Lakua declara Bien cultural el palacio Villapaterna que se convertirá en hotel

SOBRE el antiguo caserón familiar de los Pando, en el barrio de La Lama, en Karrantza, se erigió en el siglo XVIII la ermita-palacio de Villapaterna. Otra joya de un patrimonio local tan inmenso como el propio valle que el Gobierno vasco ha declarado Bien Cultural con la categoría de monumento. Su peculiar tipología “se puede calificar como singular en Euskadi, donde no se encuentran más ejemplos de este tipo”, según reza el expediente que resuelve incluirlo en el inventario general del patrimonio cultural vasco. El complejo está siendo sometido desde hace unos años a una profunda rehabilitación para albergar un restaurante y hotel de cuatro estrellas.

“Por supuesto, tenemos en cuenta las características del edificio y su protección a la hora de llevar a cabo las obras”, garantiza la familia Llamosas, propietaria del restaurante Casa Garras, que adquirió el palacio de Villapaterna y lo está remodelando. Construido “por orden de la de la viuda del primer conde de Villapaterna, en memoria de su marido fallecido” en un estilo barroco en el que ya asoma el neoclasicismo, consta de planta cuadrangular, con dos alturas, camarote y patio interior”.
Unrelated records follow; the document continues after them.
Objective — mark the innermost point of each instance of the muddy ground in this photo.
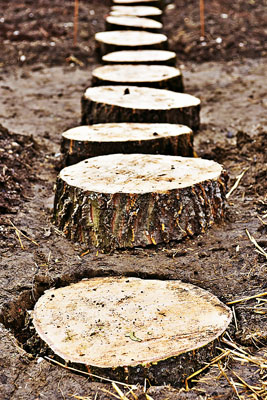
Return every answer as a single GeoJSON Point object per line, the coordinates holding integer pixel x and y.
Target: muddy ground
{"type": "Point", "coordinates": [41, 86]}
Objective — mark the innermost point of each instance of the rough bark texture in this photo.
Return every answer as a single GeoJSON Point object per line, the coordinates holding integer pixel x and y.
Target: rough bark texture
{"type": "Point", "coordinates": [74, 150]}
{"type": "Point", "coordinates": [107, 42]}
{"type": "Point", "coordinates": [153, 76]}
{"type": "Point", "coordinates": [148, 57]}
{"type": "Point", "coordinates": [99, 307]}
{"type": "Point", "coordinates": [94, 112]}
{"type": "Point", "coordinates": [132, 23]}
{"type": "Point", "coordinates": [122, 220]}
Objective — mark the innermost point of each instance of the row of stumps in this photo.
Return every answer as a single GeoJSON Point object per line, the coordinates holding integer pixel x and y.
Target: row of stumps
{"type": "Point", "coordinates": [131, 180]}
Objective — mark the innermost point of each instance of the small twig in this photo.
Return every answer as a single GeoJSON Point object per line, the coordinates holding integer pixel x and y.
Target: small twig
{"type": "Point", "coordinates": [253, 241]}
{"type": "Point", "coordinates": [238, 179]}
{"type": "Point", "coordinates": [18, 233]}
{"type": "Point", "coordinates": [89, 374]}
{"type": "Point", "coordinates": [247, 298]}
{"type": "Point", "coordinates": [215, 360]}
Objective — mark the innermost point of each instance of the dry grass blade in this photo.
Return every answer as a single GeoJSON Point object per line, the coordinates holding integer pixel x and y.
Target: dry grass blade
{"type": "Point", "coordinates": [247, 298]}
{"type": "Point", "coordinates": [89, 374]}
{"type": "Point", "coordinates": [19, 233]}
{"type": "Point", "coordinates": [259, 248]}
{"type": "Point", "coordinates": [213, 361]}
{"type": "Point", "coordinates": [238, 179]}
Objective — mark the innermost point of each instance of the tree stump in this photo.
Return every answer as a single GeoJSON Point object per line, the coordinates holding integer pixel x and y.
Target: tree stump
{"type": "Point", "coordinates": [148, 57]}
{"type": "Point", "coordinates": [151, 3]}
{"type": "Point", "coordinates": [132, 23]}
{"type": "Point", "coordinates": [95, 140]}
{"type": "Point", "coordinates": [129, 40]}
{"type": "Point", "coordinates": [139, 104]}
{"type": "Point", "coordinates": [130, 329]}
{"type": "Point", "coordinates": [128, 200]}
{"type": "Point", "coordinates": [137, 11]}
{"type": "Point", "coordinates": [154, 76]}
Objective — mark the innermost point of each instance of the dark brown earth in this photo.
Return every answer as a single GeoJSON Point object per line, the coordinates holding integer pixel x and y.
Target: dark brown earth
{"type": "Point", "coordinates": [41, 84]}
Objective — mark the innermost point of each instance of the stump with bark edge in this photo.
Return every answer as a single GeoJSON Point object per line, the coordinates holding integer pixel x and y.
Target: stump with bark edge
{"type": "Point", "coordinates": [152, 3]}
{"type": "Point", "coordinates": [139, 104]}
{"type": "Point", "coordinates": [131, 329]}
{"type": "Point", "coordinates": [148, 57]}
{"type": "Point", "coordinates": [101, 139]}
{"type": "Point", "coordinates": [128, 200]}
{"type": "Point", "coordinates": [132, 23]}
{"type": "Point", "coordinates": [137, 11]}
{"type": "Point", "coordinates": [155, 76]}
{"type": "Point", "coordinates": [110, 41]}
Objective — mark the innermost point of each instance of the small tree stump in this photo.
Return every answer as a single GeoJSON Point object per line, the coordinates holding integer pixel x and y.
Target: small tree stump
{"type": "Point", "coordinates": [128, 200]}
{"type": "Point", "coordinates": [131, 329]}
{"type": "Point", "coordinates": [132, 23]}
{"type": "Point", "coordinates": [129, 40]}
{"type": "Point", "coordinates": [95, 140]}
{"type": "Point", "coordinates": [148, 57]}
{"type": "Point", "coordinates": [151, 3]}
{"type": "Point", "coordinates": [139, 104]}
{"type": "Point", "coordinates": [137, 11]}
{"type": "Point", "coordinates": [155, 76]}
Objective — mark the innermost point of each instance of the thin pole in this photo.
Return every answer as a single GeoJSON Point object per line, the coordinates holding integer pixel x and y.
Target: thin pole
{"type": "Point", "coordinates": [202, 17]}
{"type": "Point", "coordinates": [75, 25]}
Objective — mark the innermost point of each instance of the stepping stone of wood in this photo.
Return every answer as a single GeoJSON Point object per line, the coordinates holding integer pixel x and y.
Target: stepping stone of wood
{"type": "Point", "coordinates": [128, 200]}
{"type": "Point", "coordinates": [129, 40]}
{"type": "Point", "coordinates": [137, 11]}
{"type": "Point", "coordinates": [139, 104]}
{"type": "Point", "coordinates": [132, 23]}
{"type": "Point", "coordinates": [149, 57]}
{"type": "Point", "coordinates": [95, 140]}
{"type": "Point", "coordinates": [155, 76]}
{"type": "Point", "coordinates": [151, 3]}
{"type": "Point", "coordinates": [131, 329]}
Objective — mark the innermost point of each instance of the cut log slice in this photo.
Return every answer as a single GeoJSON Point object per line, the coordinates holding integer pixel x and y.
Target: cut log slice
{"type": "Point", "coordinates": [149, 57]}
{"type": "Point", "coordinates": [139, 104]}
{"type": "Point", "coordinates": [129, 40]}
{"type": "Point", "coordinates": [132, 23]}
{"type": "Point", "coordinates": [95, 140]}
{"type": "Point", "coordinates": [151, 3]}
{"type": "Point", "coordinates": [128, 200]}
{"type": "Point", "coordinates": [137, 11]}
{"type": "Point", "coordinates": [155, 76]}
{"type": "Point", "coordinates": [131, 329]}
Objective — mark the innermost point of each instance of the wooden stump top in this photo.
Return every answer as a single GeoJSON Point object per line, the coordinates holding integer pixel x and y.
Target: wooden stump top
{"type": "Point", "coordinates": [130, 38]}
{"type": "Point", "coordinates": [139, 173]}
{"type": "Point", "coordinates": [109, 322]}
{"type": "Point", "coordinates": [140, 97]}
{"type": "Point", "coordinates": [119, 132]}
{"type": "Point", "coordinates": [134, 22]}
{"type": "Point", "coordinates": [135, 73]}
{"type": "Point", "coordinates": [137, 11]}
{"type": "Point", "coordinates": [140, 56]}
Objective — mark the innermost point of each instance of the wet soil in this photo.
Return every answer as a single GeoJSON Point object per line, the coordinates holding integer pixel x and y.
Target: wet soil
{"type": "Point", "coordinates": [41, 98]}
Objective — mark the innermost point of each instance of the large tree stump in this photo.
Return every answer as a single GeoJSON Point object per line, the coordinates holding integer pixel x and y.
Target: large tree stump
{"type": "Point", "coordinates": [95, 140]}
{"type": "Point", "coordinates": [128, 200]}
{"type": "Point", "coordinates": [155, 76]}
{"type": "Point", "coordinates": [151, 3]}
{"type": "Point", "coordinates": [132, 23]}
{"type": "Point", "coordinates": [148, 57]}
{"type": "Point", "coordinates": [129, 40]}
{"type": "Point", "coordinates": [137, 11]}
{"type": "Point", "coordinates": [131, 329]}
{"type": "Point", "coordinates": [138, 104]}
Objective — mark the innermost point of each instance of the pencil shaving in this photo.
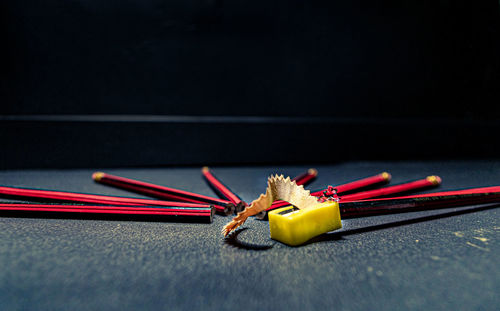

El aspecto señorial del inmueble da idea del estatus del difunto, nacido en el barrio carranzano de Ahedo en 1683: fue caballero de la orden de Calatrava, así como ministro honorario del Consejo Supremo de Hacienda y de la Real Junta de Abastos. El matrimonio no tuvo descendencia, por lo que un sobrino nieto heredó el título nobiliario. Parece ser que la planta baja se destinaba a caballerizas, bodega, el piso principal a la vivienda familiar -desde allí se accedía al coro de la ermita adyacente, que comparte la fachada con el palacio- y el espacio bajo la cubierta a estancias de la servidumbre y almacén.

Cuando haya finalizado la renovación su aspecto será bien diferente. La familia Llamosas, que regenta el restaurante Casa Garras en el barrio de Concha desde hace 45 años, proyecta acondicionar un restaurante en el piso inferior que se complementará con “un espacio exterior adecuado para celebraciones de hasta 300 personas”. Las dos plantas superiores se transformarán para dar paso a doce habitaciones y en la ermita se “habilitará una superficie extra para los clientes del hotel, restaurante y celebraciones”. En la sacristía se ubicará la bodega junto con una pequeña sala de cata privada “en la que descubrir nuevos caldos de mano de la enóloga Pilar Llamosas, que pronto presentará su primera cosecha de txakoli”. Su hermano, Txema, acudió a finales de enero al festival gastronómico Madrid Fusión como candidato a cocinero revelación del año 2016, aunque finalmente no pudo traer el premio a Enkarterri.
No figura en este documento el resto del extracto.